The prosperity of Australia took off in the 1980s
Financial deregulation fostered better access to credit and to foreign capital markets. What raiders outsider allowed corporate or “entrepreneurs”, as John Elliott, Robert Holmes a Court, Alan Bond, Ron Brierley and John Spalvins redrawing previously locked and economy of over-regulated businesses in Australia, markets from beer to TV broadcasting.
The risk of becoming an acquisition target has prompted many high-gear companies to launch their own takeover bids. In recent months, Holmes a Court was even make Financial analysis the “flagship” of his media empire in the making.
Yet, amid all the debt-fueled creative destruction, lasting legacies have been established. A modest farmers’ cooperative listed on the stock exchange as Wesfarmers. The offshoot of a British investment bank is morphing into Australia’s global finance house, Macquarie. And the large Northwest LNG Shelf project has been largely built.
That and more came in a decade that began with a coal-based resource boom in NSW and Queensland. The OPEC-inspired energy boom provided an outlet for the Fraser government’s policy failure. Now Australia wouldn’t wait for the rest of the developed world to recover from the oil shock.
But as unions plundered the boom, it collapsed into Australia’s deepest recession for 50 years (as predicted by Financial analysis editor PP McGuinness).
The Hawke-Keating solution was an incomes policy “deal” with a rationalist ACTU to control wages and inflation while setting the economy sails for growth.
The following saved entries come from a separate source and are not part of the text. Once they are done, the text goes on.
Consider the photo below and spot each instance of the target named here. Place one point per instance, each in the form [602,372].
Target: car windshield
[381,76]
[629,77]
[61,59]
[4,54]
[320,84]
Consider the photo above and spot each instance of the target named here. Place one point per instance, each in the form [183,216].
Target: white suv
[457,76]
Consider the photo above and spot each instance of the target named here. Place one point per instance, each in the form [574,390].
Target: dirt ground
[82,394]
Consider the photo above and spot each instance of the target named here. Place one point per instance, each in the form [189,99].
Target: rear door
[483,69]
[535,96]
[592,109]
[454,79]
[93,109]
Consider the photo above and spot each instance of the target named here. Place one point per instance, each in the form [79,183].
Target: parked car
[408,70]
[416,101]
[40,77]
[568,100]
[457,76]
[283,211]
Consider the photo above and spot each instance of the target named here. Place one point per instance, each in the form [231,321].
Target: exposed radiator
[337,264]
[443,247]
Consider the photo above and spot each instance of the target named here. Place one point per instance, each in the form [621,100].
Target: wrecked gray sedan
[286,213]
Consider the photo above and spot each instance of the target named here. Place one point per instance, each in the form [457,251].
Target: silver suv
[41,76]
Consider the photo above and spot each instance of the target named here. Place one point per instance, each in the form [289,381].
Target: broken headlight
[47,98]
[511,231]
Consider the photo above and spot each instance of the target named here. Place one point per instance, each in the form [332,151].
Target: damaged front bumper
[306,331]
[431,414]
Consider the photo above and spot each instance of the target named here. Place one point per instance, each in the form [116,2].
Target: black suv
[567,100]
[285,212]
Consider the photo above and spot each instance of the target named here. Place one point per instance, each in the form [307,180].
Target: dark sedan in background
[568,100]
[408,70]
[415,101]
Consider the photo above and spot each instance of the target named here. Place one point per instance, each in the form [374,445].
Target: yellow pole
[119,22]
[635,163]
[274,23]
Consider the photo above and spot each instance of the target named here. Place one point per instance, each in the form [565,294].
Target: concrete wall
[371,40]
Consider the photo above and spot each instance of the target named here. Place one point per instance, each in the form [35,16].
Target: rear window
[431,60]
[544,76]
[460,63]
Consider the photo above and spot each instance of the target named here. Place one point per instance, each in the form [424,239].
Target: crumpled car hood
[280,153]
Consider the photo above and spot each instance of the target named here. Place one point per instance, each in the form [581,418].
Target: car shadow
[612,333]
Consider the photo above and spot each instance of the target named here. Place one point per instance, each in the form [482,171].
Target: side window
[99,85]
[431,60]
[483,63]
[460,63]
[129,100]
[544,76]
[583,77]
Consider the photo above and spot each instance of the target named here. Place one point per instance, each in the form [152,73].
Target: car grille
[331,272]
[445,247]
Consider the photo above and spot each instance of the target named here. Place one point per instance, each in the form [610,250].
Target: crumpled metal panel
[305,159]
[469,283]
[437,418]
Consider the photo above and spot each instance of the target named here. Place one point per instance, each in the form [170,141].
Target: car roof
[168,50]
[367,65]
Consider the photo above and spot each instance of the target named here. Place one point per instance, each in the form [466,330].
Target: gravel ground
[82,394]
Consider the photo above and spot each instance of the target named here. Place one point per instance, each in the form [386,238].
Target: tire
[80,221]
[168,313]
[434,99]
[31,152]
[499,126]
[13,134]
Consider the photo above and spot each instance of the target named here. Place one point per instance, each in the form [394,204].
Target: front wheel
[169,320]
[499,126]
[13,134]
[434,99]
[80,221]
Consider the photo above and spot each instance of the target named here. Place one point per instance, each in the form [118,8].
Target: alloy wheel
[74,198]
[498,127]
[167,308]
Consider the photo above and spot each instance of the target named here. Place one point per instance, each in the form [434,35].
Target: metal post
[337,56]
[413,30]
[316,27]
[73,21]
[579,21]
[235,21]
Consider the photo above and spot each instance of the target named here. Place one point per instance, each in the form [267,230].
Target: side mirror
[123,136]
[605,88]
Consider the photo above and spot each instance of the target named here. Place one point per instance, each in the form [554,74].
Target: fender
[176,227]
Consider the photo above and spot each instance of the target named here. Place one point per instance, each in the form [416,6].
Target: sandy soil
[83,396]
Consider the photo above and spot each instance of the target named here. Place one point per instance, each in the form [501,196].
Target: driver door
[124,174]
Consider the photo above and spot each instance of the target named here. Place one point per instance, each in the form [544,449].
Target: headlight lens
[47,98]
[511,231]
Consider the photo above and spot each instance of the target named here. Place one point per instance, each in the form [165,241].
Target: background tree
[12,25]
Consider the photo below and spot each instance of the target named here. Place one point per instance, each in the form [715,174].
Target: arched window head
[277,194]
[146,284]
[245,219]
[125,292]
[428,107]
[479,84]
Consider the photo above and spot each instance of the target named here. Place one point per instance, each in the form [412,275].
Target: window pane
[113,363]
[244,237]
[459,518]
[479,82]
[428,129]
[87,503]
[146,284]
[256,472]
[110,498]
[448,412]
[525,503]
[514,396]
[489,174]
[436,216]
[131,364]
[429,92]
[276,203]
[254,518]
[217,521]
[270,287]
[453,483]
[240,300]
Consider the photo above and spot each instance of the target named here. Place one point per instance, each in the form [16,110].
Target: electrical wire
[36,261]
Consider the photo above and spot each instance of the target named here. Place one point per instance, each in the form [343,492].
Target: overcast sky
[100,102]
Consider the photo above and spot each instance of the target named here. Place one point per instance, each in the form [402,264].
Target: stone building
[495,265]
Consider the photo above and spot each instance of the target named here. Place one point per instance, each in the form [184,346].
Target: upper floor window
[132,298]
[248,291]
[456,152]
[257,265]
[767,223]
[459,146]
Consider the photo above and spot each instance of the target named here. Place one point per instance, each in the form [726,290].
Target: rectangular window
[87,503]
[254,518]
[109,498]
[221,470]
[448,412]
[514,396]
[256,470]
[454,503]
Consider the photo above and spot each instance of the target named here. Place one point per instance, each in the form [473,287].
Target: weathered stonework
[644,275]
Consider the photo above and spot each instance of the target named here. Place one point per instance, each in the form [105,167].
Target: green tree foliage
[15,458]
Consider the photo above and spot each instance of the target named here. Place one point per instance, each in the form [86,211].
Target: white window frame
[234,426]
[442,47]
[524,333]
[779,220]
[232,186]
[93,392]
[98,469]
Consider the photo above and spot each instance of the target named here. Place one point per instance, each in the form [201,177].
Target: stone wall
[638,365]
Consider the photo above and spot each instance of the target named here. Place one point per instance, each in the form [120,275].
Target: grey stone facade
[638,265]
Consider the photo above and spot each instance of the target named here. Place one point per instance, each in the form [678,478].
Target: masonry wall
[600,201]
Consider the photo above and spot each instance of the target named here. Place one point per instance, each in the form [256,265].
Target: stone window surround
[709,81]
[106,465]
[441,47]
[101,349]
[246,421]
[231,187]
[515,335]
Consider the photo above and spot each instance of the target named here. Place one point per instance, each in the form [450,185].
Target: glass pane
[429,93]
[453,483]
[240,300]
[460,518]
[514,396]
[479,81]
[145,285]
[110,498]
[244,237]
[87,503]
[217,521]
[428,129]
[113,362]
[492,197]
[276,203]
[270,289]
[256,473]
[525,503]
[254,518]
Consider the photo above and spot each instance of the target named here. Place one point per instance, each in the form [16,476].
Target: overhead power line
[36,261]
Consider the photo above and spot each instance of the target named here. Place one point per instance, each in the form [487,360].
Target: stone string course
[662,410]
The compromise planted the seed of the industry influenced today’s gorilla retirement union.
But by mid-decade, a fall in commodity prices and the dollar generated pessimism about the long-term prospects for the Asian-based economy’s terms of trade. Spurred on by a balance of payments deficit shock, Mr Keating sensationally called broadcaster John Laws to warn that the only alternative to bold reform was to ‘shut down the economy’. Lois: “And you really induced recession. Keating: “So you disappeared. You are a banana republic.
Just over a year later, Keating’s reform imperative was further heightened when the global stock market crash of October 1987 drained the debt-bloated assets of corporate thieves, causing problems for their bankers.
After the surprisingly booming economy, the Reserve Bank paid a 17 per cent recession rate in the early 1990s. But that broke Australia’s inflation stick and set up the reformed economy for three decades of growth and prosperity, including its massive resource boom fueled by China, until it is interrupted by a global pandemic.
The resounding lesson of the 1980s is that with enough ambition and determination, Australia can remain one of the most prosperous nations and most successful in the world. The question today is whether the national debate and the country’s political leaders are up to the task of doing so.